Cross-examined by MR. SERJEANT PARRY. Q. Was there a vote by the Vestry about this prosecution? A. I believe so, but I abstained from voting—the matter was brought before the Vestry at the request of the inhabitants of that particular neighbourhood—I went to the premises on three occasions during the intervals that the complaints were made—I did not go at night—I have visited the houses in Elizabeth Place, but never found that the inhabitants had shut their doors or windows against the
smell—I have heard them say, during the trial, that they did—I have never seen the bones boiling, or the digestors at work—I do not live near the premises.
COURT. Q. Do you mean that when you were at Sheppard's, he complained of smelling the bones? A. Yes, and I could not smell it coming from anywhere, but that is more than a year ago, and the premises were not finished.
MR. SERJEANT PARRY. called
----BANNISTER. I have never seen Mrs. Cannon—I have never offeredpersons money not to give their evidence against Mr. Burgess.
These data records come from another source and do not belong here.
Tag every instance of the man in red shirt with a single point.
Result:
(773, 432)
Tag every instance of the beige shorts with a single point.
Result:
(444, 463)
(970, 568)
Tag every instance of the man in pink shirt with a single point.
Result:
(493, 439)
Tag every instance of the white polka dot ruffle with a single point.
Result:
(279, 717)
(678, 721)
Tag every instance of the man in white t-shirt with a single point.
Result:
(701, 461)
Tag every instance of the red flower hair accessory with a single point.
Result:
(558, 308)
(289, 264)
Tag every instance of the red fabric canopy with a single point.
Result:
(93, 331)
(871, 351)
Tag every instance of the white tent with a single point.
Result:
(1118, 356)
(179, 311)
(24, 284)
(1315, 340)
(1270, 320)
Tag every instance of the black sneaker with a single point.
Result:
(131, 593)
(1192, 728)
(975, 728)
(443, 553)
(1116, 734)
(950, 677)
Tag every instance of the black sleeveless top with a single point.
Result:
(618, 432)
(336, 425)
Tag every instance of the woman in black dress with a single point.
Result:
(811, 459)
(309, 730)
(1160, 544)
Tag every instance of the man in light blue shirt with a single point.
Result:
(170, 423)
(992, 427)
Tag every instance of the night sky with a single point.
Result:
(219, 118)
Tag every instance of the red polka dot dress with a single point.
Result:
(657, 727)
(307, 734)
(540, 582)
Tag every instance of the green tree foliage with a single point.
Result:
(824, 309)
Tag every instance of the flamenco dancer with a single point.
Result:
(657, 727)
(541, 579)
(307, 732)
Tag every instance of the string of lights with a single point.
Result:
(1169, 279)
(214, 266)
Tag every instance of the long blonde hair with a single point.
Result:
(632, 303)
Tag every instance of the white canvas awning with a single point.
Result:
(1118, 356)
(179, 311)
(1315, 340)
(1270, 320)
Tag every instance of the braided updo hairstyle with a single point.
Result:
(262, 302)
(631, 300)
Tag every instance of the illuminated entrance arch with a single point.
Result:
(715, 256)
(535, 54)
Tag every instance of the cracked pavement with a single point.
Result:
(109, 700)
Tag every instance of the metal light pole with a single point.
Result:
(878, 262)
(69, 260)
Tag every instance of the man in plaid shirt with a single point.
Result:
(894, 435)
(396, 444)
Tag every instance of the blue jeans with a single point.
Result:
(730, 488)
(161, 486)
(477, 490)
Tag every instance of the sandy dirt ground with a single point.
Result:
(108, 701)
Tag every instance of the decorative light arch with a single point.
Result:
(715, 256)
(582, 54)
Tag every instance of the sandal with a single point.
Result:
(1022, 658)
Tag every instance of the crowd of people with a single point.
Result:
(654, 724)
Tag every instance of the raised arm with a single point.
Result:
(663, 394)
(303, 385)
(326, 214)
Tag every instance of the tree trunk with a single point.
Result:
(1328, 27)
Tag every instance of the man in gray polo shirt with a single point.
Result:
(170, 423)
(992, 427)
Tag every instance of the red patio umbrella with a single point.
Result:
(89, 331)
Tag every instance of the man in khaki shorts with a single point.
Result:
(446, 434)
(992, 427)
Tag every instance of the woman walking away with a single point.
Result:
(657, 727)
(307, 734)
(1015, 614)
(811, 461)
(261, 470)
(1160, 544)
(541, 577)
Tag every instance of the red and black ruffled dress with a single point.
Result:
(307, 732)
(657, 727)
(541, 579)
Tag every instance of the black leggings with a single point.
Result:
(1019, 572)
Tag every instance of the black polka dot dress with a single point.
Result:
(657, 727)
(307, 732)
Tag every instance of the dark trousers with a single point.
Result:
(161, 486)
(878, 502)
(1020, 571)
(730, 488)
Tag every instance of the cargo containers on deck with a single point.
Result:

Cross-examined by MR. MONTAGUE CHAMBERS. Did you happen, yesterday morning, to be in Perseverance Court, or Place? A. No—I have not taken part in this prosecution—I am not one of the persons who applied to the Vestry—I am the freeholder and landlord of the John Bull—I am not the person who makes the manure.
MR. SERJEANT PARRY. Q. Did you offer any body 5s. for giving evidence? A. No, and I never left home yesterday morning till 9 o'clock, and I have witnesses to prove it—my mistress was in bed, and I was not down till 9 o'clock.
NOT GUILTY. on the 1st and 2nd Counts.— GUILTY. on the 3rd Count; and the Jury recommended that the extractors be made perfectly air-tight. — To enter into recognizances to appear and receive judgment if called upon, and not to be called upon if he acts under the advice of Dr. Taylor.
ADJOURNED TO MONDAY., AUGUST. 17TH., 1857.